SHAFTSBURY -- A long-standing automotive salvage yard in Shaftsbury will need to secure local approval to continue operating under new state statute.

Environmental permitting of salvage yards (formerly "junkyards") in Vermont changed in 2009, with state law transferring permitting authority from the Agency of Transportation to the Agency of Natural Resources.

New location standards and rules regulating salvage yards were also adopted at that time, and new authority was given to local municipalities in the form of a "Certificate of Approved Location," granted by the local municipality after at least one required public hearing. Without receiving approval from their respective local municipalities, existing salvage yards across the state risk losing certification.

Brownell's Wrecking Service

Previously, local municipalities had no authority over salvage yard certification. The law governs any facility that keeps junk/scrap metal outside or four or more "junk vehicles" for more than 90 days.

Operating on a five-year certification cycle, Brownell's Auto Wrecking Service at 822 White Creek Road was last re-certified in 2007 under old statute. The decades-old business, operated by father and son Bill and William Brownell Jr., applied to the Shaftsbury Select Board for a certificate of location before their previous certification's expiration June 30, prompting board members to set a date for a site visit and public hearing later this month.

"The discretion appears to be pretty broad," said board Chairman Lon McClintock, speaking to the board during their regular meeting July 2. From discussions with town Attorney Rob Woolmington and John Brabant, an ANR environmental analyst and the sole state inspector for salvage yard compliance, McClintock said the statute requires every salvage yard -- new and pre-existing -- to get location approval initially.

"The first step in this whole recertification process is for the town to take some action," said McClintock, who said the town was not obligated to grant approval. Pre-existing businesses can not be denied based on nonconformity with new setback requirements, but towns can order new conditions or performance standards, like screening from view from public roads.

If a majority of the Select Board can't agree on mitigating performance standards, "then the certification process would come to an end for lack of location approval, and, under the current statute, Brownell's would be required to immediately cease operations," McClintock told board members.

A public hearing was scheduled for Monday, July 23, beginning at 6 p.m. A site visit will take place beforehand, starting at 4:45 p.m.

Board member William Obenauer expressed his concern with the Select Board evaluating the site without clear guidelines. McClintock said the statute appeared "broadly worded" with the idea that towns "should be able to deal with each situation based on its merits."

McClintock said principals like "grandfather clauses" had allowed salvage yards to exist in areas that developed into residential neighborhoods, "and the state, or the municipalities, did not have an effective way to regulate these pre-existing businesses. So the Legislature said, ‘OK, we're going to create a law that basically authorizes the people most impacted -- that is the town -- to determine whether they're going to allow this salvage yard to exist or not.'"

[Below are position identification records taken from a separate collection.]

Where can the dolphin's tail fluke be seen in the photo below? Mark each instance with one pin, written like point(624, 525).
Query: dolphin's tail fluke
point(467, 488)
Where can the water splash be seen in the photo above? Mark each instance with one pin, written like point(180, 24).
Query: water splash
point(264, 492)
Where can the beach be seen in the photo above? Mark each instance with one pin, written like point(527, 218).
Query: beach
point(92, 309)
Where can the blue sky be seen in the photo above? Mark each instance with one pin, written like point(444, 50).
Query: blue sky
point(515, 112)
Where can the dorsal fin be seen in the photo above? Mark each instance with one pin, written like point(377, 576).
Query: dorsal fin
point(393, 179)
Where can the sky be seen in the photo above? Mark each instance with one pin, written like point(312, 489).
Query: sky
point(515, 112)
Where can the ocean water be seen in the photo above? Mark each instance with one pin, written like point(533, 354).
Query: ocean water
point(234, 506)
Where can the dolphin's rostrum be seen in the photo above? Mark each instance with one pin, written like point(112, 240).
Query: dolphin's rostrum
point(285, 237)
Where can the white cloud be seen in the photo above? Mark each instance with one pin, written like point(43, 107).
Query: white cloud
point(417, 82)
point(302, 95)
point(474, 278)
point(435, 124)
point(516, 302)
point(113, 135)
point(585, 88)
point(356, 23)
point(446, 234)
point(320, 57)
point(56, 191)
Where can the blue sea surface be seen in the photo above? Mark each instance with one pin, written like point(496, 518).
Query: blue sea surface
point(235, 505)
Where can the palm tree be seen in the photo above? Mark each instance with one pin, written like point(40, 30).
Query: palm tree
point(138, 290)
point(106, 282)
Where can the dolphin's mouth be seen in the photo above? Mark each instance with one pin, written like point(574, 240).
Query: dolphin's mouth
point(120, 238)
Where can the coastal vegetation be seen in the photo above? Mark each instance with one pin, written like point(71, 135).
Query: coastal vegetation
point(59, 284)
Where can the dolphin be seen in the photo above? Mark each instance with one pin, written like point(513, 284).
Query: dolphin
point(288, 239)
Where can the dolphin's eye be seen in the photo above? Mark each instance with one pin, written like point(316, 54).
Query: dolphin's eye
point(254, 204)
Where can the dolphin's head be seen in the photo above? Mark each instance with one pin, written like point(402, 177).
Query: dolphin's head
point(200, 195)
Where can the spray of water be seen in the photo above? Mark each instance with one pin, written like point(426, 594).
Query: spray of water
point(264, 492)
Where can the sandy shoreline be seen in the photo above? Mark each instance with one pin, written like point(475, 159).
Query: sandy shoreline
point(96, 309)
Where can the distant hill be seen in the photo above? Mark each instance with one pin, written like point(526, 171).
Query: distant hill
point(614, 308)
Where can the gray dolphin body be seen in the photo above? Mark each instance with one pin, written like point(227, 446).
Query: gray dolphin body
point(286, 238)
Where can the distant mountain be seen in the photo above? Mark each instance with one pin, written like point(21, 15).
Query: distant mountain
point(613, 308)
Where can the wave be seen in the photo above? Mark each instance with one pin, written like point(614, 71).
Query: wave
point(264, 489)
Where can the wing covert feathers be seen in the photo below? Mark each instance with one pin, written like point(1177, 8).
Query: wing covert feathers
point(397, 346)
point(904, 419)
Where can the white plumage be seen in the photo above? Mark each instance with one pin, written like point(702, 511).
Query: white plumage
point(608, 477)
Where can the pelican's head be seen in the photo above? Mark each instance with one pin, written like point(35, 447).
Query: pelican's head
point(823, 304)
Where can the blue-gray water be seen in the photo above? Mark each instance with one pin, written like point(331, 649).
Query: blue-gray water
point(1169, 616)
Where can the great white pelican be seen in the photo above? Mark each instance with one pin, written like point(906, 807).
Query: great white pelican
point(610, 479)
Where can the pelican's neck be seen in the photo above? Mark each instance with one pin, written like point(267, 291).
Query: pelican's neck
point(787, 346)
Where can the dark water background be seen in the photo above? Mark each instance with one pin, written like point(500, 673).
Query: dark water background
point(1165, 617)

"So the law is trying to draw a bright line between the old days when salvage yards were not regulated, to the present day when there is a set of regulations to regulate and monitor salvage yards," he said.

Phone calls to Brownell's were not returned by press time Sunday.

A November 2009 code inspection at the salvage yard found 27 violations, including an insufficient screening fence and evidence of hazardous materials leaked onto the ground and into nearby streams. In 2010 the Vermont Superior Court levied a penalty and ordered corrective action. An Assurance of Discontinuance was filed in November 2011, closing the court case.